Alla morte di Ortensio, Catone risposa Marzia.
FULVIA
Per indicare l’emancipazione di Fulvia basta dire che non si occupava della casa e non filava la lana; l’esatto contrario delle matrone del buon tempo antico. Fulvia era una donna molto istruita in letteratura greca e latina, sapeva suonare la lira e danzare meglio di qualunque altra, ed era avvezza a molte attività che sono parte integrante di una vita licenziosa. Ma qualunque altra cosa le era più cara della decenza e della moralità. Tuttavia possedeva capacità mentali da non
disprezzare affatto: l’abilità di scrivere i versi, di raccontare le barzellette, di parlare castamente, teneramente e con vivacità, in una parola aveva molto spirito e un grande fascino.
SULPICIA
La storia d’amore tra Sulpicia e Cerinto offre lo spunto per trattare alcuni aspetti rilevanti della condizione della donna all’epoca romana.

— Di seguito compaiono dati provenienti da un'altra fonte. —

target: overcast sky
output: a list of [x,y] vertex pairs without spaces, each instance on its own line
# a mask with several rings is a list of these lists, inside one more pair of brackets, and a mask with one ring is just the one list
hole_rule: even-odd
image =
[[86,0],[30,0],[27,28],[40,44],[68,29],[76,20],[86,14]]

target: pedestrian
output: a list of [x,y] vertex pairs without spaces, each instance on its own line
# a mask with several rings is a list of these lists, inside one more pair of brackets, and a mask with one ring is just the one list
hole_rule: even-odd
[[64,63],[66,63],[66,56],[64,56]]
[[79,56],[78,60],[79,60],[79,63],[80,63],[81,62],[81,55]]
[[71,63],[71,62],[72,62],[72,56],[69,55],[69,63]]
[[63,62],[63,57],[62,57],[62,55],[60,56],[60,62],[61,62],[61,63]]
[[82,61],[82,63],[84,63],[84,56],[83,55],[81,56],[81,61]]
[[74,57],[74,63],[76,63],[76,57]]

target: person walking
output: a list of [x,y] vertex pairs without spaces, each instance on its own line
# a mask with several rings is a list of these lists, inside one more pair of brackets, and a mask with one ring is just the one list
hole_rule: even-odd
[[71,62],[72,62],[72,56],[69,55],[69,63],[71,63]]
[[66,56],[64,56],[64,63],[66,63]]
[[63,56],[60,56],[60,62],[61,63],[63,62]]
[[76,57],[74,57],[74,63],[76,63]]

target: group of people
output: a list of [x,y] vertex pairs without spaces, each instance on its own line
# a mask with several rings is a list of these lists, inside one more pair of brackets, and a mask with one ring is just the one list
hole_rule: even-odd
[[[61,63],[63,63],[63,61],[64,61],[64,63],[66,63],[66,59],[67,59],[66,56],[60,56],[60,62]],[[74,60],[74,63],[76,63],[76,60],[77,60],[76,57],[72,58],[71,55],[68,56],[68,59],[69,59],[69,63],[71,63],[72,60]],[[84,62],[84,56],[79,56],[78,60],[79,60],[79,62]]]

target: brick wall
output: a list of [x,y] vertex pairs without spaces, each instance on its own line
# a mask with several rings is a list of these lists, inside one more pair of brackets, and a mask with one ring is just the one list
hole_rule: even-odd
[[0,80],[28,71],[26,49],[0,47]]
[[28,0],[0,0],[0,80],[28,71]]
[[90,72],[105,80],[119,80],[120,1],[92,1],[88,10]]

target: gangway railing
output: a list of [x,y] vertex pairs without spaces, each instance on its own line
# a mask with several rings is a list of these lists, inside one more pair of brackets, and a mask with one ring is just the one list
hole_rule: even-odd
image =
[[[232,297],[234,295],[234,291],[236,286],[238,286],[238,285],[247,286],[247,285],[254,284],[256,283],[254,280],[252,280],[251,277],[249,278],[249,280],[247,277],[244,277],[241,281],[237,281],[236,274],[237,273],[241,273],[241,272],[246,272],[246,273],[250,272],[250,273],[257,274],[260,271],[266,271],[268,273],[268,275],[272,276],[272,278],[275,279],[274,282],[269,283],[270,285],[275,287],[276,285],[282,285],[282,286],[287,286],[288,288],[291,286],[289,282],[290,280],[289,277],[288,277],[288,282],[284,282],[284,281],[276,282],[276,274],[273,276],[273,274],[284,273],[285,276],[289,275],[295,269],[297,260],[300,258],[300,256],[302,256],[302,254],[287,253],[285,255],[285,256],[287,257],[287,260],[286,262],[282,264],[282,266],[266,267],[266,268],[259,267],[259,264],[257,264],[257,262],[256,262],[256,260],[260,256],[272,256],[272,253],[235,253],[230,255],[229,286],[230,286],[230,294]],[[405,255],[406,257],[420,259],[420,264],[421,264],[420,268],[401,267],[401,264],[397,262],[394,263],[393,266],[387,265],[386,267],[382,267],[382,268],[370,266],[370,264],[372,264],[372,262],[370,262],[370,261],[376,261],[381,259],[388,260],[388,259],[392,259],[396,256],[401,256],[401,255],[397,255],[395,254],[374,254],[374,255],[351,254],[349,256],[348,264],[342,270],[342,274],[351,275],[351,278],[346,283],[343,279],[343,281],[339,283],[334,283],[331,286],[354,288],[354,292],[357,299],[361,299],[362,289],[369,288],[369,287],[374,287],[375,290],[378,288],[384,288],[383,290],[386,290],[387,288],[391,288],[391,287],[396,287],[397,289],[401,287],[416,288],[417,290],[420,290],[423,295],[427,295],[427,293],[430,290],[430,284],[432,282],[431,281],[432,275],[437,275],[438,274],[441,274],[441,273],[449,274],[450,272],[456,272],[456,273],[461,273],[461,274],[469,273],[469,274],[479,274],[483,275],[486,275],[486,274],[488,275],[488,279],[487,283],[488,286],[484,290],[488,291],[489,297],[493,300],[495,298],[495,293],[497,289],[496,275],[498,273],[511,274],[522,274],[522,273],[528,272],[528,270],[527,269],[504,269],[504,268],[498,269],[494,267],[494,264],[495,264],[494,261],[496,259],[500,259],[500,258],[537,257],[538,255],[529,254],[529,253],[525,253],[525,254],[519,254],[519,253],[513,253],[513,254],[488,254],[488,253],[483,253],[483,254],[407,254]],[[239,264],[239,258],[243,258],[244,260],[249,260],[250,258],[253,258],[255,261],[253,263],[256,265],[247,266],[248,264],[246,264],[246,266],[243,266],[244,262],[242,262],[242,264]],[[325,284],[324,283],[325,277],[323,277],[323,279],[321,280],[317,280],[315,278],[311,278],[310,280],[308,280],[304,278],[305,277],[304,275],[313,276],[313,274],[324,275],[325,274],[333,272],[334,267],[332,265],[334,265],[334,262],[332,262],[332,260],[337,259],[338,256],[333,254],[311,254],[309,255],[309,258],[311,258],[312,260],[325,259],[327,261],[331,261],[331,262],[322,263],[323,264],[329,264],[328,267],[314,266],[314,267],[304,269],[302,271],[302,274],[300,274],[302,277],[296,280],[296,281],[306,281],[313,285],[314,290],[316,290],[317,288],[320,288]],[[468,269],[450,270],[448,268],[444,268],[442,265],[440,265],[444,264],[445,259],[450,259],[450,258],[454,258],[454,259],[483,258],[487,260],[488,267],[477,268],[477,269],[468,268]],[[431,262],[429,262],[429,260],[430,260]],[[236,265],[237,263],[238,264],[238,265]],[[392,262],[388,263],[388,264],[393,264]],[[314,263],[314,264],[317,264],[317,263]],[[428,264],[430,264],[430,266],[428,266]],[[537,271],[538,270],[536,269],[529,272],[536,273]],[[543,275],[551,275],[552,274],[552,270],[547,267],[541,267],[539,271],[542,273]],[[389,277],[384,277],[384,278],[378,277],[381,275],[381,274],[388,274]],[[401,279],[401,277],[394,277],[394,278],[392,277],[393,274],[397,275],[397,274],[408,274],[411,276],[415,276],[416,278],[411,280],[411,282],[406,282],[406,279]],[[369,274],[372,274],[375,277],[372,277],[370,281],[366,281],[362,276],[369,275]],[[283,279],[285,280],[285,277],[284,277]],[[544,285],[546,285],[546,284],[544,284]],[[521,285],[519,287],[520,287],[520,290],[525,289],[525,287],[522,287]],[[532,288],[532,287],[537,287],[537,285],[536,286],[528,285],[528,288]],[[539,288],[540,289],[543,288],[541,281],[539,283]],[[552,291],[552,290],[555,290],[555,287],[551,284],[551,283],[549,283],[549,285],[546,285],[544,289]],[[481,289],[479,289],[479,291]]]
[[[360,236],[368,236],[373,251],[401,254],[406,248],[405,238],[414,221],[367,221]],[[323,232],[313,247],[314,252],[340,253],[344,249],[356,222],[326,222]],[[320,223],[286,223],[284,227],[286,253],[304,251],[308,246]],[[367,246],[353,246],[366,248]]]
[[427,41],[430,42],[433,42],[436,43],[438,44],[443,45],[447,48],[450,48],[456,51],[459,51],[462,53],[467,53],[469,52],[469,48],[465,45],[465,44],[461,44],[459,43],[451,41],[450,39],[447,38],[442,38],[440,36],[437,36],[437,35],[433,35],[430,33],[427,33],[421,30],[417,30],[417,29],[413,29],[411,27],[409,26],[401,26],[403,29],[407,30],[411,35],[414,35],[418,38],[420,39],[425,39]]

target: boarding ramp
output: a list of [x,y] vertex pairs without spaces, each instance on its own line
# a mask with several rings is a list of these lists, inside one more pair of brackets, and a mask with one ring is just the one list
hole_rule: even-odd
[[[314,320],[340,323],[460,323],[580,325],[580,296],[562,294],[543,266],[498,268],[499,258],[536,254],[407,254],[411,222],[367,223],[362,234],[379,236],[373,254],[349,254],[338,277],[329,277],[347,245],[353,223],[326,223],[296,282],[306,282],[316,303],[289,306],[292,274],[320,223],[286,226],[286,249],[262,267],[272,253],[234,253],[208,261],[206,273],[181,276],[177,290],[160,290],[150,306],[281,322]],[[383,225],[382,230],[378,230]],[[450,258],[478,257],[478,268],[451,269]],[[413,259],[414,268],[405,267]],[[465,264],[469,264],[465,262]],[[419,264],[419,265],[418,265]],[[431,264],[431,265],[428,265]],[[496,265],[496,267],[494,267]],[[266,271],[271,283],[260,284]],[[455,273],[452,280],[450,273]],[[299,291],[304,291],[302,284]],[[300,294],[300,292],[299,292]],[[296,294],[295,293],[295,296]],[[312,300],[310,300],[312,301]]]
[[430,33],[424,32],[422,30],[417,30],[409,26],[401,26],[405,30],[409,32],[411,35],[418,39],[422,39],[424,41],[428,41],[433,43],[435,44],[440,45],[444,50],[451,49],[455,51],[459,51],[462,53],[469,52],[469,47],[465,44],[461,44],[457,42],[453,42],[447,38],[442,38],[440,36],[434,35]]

Sulpicia, vissuta nell’età di Augusto, apparteneva ad una nobile famiglia.
Colta e di buone letture, Sulpicia scrisse poesie d’amore per un certo Cerinto, di cui non si conosce l’identità ma certo dovette trattarsi di un amore proibito, verso cui Sulpicia non si vergogna di manifestare i propri sentimenti.
Non si sa come andò a finire la storia, ma dai pochi versi emergono alcuni dati: la disparità sociale tra i due e la determinatezza della volontà di Sulpicia, la sua sfida alle convenzioni, la sua rivendicazione di autonomia.
È la voce di una donna libera e di una storia d’amore vissuta in modo, per quei tempi, del tutto inconsueto, di una donna che ha osato così apertamente sfidare le convenzioni.
I poemi di Suplicia non sono stati tramandati sotto il suo nome, ma tra le opere attribuite a Tibullo.
Le donne non avevano canali per far conoscere le proprie opere e, comunque, non veniva presa neppure in considerazione che un’opera femminile potesse essere tramandata ai posteri.